Dinçer, Van’da kişi başına düşen su miktarının yüzde 30’un altında olduğunu ifade ederek, “Van’da kişi başına düşen su miktarı yüzde 30’un altına düşmüştür. Günlük su tüketimi kişi başına 150 litre civarında olup, 1 milyon 200 bin nüfuslu kentimizde yıllık su tüketimi yaklaşık 60 milyon metreküp olarak hesaplanmaktadır. Önümüzdeki süreçte tarım, hayvancılık ve sanayide su tüketiminin 2-3 katına çıkacağı öngörülmektedir. Kuraklığa bağlı olarak yeni göletler ve su depolama alanlarına ihtiyaç duyulacağı açıktır. Ancak suyu verimli kullanmayı öğrenmediğimiz ve israfı önlemediğimiz sürece mevcut su kaynaklarımız yeterli olmayacaktır” diye aktardı.

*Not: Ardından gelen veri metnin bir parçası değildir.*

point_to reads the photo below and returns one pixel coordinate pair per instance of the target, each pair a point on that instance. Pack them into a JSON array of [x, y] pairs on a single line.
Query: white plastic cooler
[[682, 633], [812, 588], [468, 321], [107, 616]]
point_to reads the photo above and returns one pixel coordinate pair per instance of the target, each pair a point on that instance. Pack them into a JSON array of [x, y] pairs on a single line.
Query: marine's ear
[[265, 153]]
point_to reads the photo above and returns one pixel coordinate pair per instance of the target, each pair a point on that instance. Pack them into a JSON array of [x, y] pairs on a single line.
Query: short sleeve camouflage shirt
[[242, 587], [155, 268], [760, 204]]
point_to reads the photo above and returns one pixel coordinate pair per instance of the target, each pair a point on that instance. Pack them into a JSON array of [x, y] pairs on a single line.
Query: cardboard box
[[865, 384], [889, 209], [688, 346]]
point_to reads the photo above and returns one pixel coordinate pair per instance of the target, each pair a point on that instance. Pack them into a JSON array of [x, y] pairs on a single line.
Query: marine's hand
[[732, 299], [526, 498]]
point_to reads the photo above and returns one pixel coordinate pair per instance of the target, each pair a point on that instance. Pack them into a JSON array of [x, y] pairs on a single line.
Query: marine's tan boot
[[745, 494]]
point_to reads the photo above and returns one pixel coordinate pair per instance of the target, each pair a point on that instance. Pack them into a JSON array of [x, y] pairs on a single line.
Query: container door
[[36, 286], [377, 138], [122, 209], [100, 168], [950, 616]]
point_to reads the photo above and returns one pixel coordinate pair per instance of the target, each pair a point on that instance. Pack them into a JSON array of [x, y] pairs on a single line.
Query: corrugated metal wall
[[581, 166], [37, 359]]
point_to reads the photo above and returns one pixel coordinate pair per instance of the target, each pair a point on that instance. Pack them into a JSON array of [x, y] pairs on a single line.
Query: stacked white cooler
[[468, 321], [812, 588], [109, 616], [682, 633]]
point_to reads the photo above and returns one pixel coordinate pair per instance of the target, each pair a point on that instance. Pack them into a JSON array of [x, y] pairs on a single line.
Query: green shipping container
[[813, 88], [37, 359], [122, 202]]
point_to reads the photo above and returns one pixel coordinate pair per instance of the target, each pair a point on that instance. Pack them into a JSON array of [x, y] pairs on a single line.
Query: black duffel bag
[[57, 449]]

VAN GÖLÜ TARİHİNİN EN BÜYÜK ÇEKİLMESİNİ YAŞIYOR
Van Gölü’nde yaşanan çekilmeye dikkat çeken Dinçer, “Öte yandan, kentteki birçok göl kuruma noktasına gelirken, Van Gölü de tarihinin en büyük çekilmesini yaşamaktadır. Yanlış su kullanımı, vahşi tarımsal sulama ve yeraltı sularının bilinçsiz tüketimi, su israfını artırmakta ve kentimizi büyük bir tehlikeye sürüklemektedir. Van Gölü kıyılarının imara açılması, sulak alanların ve sazlıkların kurutulması, su kaynaklarımıza verilen değerin yetersizliğini gözler önüne sermektedir. Küresel iklim değişikliği, küresel ısınma ve yağış miktarındaki düşüşler, su konusunda acil önlemler alınmasını zorunlu kılmaktadır” dedi.
“SUYUMUZU KORUMAK EN BÜYÜK SORUMLULUĞUMUZDUR”

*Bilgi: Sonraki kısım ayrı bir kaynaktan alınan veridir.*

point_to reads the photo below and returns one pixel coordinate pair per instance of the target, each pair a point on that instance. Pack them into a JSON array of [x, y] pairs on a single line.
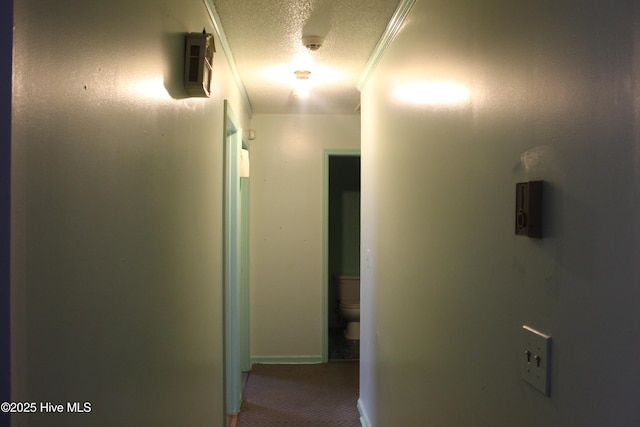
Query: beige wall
[[286, 230], [116, 215], [446, 284]]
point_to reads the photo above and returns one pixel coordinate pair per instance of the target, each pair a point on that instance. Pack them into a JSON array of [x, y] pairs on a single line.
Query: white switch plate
[[535, 359]]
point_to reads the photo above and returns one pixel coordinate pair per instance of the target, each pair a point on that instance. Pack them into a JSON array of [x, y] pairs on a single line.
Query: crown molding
[[217, 24]]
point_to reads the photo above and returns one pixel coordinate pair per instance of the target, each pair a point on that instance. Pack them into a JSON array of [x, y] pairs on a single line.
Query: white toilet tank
[[349, 288]]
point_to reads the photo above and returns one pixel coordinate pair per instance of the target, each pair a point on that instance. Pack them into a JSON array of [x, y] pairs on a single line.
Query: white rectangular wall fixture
[[535, 359]]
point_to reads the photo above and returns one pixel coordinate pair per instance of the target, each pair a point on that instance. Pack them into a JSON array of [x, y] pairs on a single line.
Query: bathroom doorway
[[341, 245]]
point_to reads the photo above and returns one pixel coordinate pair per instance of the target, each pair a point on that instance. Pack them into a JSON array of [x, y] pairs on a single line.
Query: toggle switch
[[535, 363]]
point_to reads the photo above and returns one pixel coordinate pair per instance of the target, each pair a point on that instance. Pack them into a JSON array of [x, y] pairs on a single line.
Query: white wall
[[446, 284], [286, 230], [117, 220]]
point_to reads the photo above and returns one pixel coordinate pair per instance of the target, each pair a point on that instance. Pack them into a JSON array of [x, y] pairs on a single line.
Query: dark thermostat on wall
[[199, 50], [528, 220]]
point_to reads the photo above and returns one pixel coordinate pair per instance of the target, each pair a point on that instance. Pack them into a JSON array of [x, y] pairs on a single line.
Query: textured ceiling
[[265, 38]]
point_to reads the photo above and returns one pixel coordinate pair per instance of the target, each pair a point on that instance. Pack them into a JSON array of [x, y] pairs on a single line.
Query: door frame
[[327, 153], [234, 304]]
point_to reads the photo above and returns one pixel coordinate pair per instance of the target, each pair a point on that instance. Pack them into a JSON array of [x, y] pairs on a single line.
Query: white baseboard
[[285, 360]]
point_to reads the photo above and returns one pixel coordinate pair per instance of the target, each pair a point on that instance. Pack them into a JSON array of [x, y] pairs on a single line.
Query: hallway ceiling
[[265, 38]]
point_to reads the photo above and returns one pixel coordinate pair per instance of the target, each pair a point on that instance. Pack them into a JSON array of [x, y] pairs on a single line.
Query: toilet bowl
[[349, 305]]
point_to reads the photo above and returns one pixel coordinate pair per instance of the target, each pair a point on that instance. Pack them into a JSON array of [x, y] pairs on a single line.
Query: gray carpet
[[319, 395]]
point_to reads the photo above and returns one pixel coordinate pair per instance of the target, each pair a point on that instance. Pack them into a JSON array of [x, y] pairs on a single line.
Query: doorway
[[341, 228]]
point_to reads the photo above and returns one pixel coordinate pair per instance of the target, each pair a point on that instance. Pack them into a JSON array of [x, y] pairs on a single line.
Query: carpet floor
[[318, 395]]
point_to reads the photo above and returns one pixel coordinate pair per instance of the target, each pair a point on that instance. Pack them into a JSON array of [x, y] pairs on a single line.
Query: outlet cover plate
[[535, 356]]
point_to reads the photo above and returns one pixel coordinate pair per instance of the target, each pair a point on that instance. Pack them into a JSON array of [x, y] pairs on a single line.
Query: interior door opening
[[342, 254]]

Suyun bilinçli kullanılması için önerilerde bulunan Dinçer, “Suyun kirletilmesine, ticari bir meta haline getirilmesine ve bilinçsiz tüketimine sessiz kalamayız. Suyumuzu korumak en büyük sorumluluğumuzdur. Bu kapsamda; su kaynakları metalaştırılmamalı, israf edilmemelidir. Çarpık sanayileşme ve sanayinin yeraltı sularını tüketmesi önlenmelidir. Su, yaşam hakkıdır ve özelleştirilemez. Su kaynakları korunmalı, kirletilmemeli ve verimli kullanılmalıdır. Van Çevre, Tarihi Eserleri Koruma ve Geliştirme Derneği (Van ÇEVDER) olarak, tüm çevre dostlarını ve yaşamın sürdürülebilirliğinden yana olan kişi ve kuruluşları ortak mücadeleye çağırıyoruz” ifadelerini kullandı.